Sur ce volet, je propose que notre commission défende le principe d'une forêt gérée par l'homme, avec l'objectif d'une gestion plus durable. C'est en défendant ce principe que l'on améliorera la résilience de la forêt face au changement climatique ; et c'est avec cette stratégie que l'on optimisera son rôle de puits de carbone.
Enfin, concernant le volet « Se nourrir », mon sentiment est que le Gouvernement a préféré la facilité d'un texte médiatique, qui ne comporte que peu de mesures prescriptives, à la complexité du sujet agricole et alimentaire.
Si la mise en place d'une expérimentation volontaire sur les menus végétariens quotidiens ou le fait d'envisager une redevance sur les engrais vont, à n'en pas douter, nourrir nos débats, je regrette le défaut de réflexion globale sur le sujet de l'empreinte environnementale de notre modèle alimentaire.
Le Sénat a adopté, la semaine dernière, le rapport du groupe de travail sur l'alimentation durable et locale ; je vous propose d'en reprendre les trois postulats.
Premièrement, il faut accepter que notre modèle alimentaire - et son amont agricole - ait une certaine empreinte environnementale, puisqu'il y va de notre capacité à nourrir tous les Français avec des denrées saines, sûres, durables et accessibles à tous.

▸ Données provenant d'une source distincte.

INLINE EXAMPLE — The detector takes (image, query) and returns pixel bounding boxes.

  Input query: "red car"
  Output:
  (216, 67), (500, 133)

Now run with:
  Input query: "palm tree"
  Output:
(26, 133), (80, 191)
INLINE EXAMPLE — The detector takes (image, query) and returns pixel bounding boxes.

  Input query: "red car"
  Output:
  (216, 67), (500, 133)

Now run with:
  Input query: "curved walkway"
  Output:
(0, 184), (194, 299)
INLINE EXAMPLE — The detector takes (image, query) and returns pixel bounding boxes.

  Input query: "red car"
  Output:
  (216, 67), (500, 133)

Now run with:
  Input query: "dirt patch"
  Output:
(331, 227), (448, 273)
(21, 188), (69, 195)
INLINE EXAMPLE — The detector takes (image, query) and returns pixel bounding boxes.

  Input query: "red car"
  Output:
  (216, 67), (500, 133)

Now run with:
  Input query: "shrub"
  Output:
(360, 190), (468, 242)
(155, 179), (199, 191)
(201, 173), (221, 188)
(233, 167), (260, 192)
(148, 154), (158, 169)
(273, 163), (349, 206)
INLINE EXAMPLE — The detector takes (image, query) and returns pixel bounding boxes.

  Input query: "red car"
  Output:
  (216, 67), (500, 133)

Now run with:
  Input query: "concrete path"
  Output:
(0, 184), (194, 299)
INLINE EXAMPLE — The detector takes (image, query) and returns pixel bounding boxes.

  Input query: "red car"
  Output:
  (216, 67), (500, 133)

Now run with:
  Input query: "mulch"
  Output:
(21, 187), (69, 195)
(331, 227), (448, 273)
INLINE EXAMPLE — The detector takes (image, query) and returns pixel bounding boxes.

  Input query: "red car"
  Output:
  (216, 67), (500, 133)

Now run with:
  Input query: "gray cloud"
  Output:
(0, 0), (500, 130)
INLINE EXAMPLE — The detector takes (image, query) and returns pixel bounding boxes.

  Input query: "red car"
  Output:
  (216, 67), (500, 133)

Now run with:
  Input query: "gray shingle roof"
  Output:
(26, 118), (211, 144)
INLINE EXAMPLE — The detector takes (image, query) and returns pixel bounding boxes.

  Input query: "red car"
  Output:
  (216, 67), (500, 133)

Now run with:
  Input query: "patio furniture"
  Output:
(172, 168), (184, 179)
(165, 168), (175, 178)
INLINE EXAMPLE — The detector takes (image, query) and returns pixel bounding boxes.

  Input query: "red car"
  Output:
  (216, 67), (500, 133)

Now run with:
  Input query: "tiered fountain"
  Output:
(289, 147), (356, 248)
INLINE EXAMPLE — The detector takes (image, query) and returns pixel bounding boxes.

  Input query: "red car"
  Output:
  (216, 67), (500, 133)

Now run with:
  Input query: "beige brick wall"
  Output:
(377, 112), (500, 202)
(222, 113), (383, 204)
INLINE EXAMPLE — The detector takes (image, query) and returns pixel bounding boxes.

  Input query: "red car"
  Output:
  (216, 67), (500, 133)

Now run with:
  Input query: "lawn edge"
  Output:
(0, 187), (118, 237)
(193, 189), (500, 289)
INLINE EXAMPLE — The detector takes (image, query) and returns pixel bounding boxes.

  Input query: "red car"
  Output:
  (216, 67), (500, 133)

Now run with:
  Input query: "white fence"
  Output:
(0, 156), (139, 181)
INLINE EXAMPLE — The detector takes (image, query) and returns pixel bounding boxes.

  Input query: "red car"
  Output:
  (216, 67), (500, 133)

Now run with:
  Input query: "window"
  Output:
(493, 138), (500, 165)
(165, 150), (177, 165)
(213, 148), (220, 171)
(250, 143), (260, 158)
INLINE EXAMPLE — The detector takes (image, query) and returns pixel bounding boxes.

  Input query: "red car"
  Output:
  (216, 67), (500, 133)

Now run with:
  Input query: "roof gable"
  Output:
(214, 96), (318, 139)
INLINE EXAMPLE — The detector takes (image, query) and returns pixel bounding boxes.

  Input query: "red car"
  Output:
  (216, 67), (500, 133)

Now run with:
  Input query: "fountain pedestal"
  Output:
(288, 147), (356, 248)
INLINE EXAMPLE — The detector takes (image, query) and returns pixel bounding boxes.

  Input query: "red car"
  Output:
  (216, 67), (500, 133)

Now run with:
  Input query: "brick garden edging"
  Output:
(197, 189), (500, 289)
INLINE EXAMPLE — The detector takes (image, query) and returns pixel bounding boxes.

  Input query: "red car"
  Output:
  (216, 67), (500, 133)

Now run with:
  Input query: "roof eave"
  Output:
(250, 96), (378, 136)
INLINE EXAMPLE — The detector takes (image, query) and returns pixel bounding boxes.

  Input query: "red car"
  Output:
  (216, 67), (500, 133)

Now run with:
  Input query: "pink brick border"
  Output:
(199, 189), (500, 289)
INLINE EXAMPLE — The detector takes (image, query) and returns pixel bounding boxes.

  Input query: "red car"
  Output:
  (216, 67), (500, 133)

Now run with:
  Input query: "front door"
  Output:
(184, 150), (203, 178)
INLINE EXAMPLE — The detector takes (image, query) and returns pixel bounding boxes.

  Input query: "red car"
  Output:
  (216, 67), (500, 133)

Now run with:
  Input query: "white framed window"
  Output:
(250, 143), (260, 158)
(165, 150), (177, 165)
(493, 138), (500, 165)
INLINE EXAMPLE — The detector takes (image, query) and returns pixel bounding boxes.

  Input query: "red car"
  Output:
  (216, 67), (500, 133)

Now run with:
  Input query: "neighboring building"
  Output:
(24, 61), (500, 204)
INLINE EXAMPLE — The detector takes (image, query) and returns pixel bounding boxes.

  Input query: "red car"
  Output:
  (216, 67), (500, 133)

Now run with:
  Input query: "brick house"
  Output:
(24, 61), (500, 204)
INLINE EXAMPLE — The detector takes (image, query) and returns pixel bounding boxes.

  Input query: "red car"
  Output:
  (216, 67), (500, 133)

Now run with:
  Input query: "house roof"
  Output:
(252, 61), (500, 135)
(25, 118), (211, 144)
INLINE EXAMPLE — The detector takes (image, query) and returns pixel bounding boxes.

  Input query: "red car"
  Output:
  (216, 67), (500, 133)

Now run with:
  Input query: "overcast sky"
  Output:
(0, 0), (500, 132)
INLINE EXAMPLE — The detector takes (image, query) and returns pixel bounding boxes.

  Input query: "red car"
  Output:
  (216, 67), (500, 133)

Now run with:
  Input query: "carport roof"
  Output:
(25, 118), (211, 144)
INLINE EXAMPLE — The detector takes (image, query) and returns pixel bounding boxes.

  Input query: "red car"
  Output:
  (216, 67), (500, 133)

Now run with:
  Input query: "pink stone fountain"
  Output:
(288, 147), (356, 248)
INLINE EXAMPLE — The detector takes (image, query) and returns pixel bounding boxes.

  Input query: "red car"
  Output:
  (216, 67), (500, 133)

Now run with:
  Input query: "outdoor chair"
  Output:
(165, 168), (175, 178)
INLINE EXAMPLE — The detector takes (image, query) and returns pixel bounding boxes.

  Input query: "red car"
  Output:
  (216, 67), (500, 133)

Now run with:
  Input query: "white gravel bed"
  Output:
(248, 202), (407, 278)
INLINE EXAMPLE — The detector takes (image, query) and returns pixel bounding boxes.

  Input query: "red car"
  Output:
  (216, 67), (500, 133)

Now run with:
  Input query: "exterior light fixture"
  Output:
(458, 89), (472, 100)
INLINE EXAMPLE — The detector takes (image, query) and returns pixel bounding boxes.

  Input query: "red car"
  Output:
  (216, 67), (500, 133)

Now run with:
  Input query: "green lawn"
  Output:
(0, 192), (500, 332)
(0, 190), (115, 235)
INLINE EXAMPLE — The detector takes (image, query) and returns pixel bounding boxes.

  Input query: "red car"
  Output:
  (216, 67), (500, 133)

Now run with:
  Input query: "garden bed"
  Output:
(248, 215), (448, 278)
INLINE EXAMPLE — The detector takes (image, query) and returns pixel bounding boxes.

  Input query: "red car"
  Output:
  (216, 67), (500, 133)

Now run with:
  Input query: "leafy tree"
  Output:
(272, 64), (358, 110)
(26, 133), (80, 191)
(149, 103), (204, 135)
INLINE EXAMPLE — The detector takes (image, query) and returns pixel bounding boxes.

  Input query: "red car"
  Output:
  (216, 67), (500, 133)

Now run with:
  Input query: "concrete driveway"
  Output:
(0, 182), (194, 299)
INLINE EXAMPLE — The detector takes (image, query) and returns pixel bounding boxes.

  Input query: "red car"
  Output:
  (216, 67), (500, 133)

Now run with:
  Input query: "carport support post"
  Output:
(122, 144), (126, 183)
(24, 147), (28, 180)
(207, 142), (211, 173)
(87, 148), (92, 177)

Deuxièmement, si nous devons faire évoluer ce modèle et modifier certaines pratiques, ne tombons pas non plus dans un catastrophisme et rappelons que notre modèle alimentaire est considéré comme le plus durable du monde depuis des années.
Troisièmement, nous devons tout faire pour réduire cette empreinte environnementale et relever le défi posé par les enjeux climatiques. L'une des grandes fragilités de notre modèle alimentaire est sa dépendance à l'égard des produits importés venant des quatre coins du monde et ne respectant que rarement les normes de production minimales requises en France, comme l'ont souligné les différents rapports de notre collègue Laurent Duplomb - l'exemple le plus désolant est celui de la déforestation importée, qui provoque entre 11 et 17 % des émissions mondiales de gaz à effet de serre.
Pour réduire l'empreinte environnementale de notre alimentation, la priorité doit être d'assurer notre souveraineté alimentaire, qui ne s'oppose pas à la durabilité de notre modèle ; au contraire, elle en est une condition. Reconquérir notre souveraineté alimentaire en matière de protéines, dans la restauration collective, dans l'assiette des Français, c'est améliorer le bilan environnemental de notre alimentation ; préserver notre amont agricole et l'accompagner dans des changements de pratiques ; c'est améliorer le bilan environnemental de notre alimentation ; et c'est aussi rendre les produits de qualité accessibles pour le plus grand nombre, y compris dans la restauration collective.
Ainsi, nous proposons que le chèque alimentation durable devienne une réalité et pas simplement une promesse. Dans cette transition, personne ne doit être laissé de côté ; c'est la leçon que l'on doit tirer de la crise des « gilets jaunes ». De même, si l'on prenait des mesures punitives sans penser à l'accompagnement, cela créerait des distorsions de concurrence et augmenterait les importations alimentaires de produits.
Sur le volet « Se nourrir », je propose que notre commission remette la souveraineté alimentaire au coeur de la philosophie de ce texte.